El Banco Central buscaba conmemorar “cien años construyendo confianza”. Irónicamente, el éxito de su moneda no provino de ese mensaje solemne, sino de una apropiación lúdica y viral. Esto no debe interpretarse necesariamente como una falta de respeto o una erosión de la confianza, sino como una transformación de su naturaleza. La confianza en el siglo XX se basaba en la autoridad, la distancia y la solemnidad. La confianza en el siglo XXI parece requerir, además, autenticidad, cercanía y capacidad de diálogo.

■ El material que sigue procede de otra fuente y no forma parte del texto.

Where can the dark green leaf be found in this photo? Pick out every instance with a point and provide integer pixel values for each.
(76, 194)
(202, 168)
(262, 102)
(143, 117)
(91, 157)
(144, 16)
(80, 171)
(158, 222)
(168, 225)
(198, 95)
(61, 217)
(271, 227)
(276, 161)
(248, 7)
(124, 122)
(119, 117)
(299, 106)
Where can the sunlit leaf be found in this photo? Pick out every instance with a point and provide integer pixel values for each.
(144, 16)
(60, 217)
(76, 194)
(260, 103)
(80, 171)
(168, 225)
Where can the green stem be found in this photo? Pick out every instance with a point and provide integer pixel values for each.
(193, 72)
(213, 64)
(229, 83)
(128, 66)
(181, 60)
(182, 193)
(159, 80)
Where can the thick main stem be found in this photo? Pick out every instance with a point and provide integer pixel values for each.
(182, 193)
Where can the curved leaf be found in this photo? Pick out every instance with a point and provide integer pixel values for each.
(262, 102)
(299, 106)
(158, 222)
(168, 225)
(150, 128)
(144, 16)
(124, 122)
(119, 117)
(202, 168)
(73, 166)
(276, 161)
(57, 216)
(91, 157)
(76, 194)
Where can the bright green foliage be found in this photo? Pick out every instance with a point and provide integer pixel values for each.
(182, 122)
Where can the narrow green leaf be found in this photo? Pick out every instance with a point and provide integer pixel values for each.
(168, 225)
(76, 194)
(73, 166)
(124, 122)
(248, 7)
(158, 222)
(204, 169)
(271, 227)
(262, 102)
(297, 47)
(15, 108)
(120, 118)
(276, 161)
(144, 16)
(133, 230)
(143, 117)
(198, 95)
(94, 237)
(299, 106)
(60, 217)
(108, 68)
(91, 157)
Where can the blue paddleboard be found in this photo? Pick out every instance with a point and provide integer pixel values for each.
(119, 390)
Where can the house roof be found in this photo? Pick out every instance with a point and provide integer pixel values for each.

El futuro de la confianza en las instituciones económicas, como el Banco Central, dependerá de su habilidad para navegar este nuevo ecosistema. Un escenario optimista es que las instituciones aprendan a escuchar y participar en estas conversaciones populares, utilizando el humor y la cultura digital como puentes para comunicar sus mandatos técnicos. Un escenario pesimista es que se replieguen, insistiendo en una comunicación unidireccional que solo amplíe la brecha con una ciudadanía que ya no es una receptora pasiva de mensajes. La “moneda Pudú” es una advertencia: el control sobre la narrativa es cada vez más difuso. La confianza ya no solo se decreta desde la autoridad; también se gana en el intercambio viral de significados.
Lo que comenzó como la emisión de una moneda se ha convertido en un espejo. En su brillo metálico se reflejan las tensiones y posibilidades de un país en transición. La forma en que circule —o no—, los nombres que le demos y las conversaciones que genere, ofrecerán pistas valiosas sobre el tipo de contrato social, monetario e identitario que los chilenos están dispuestos a acuñar para su futuro.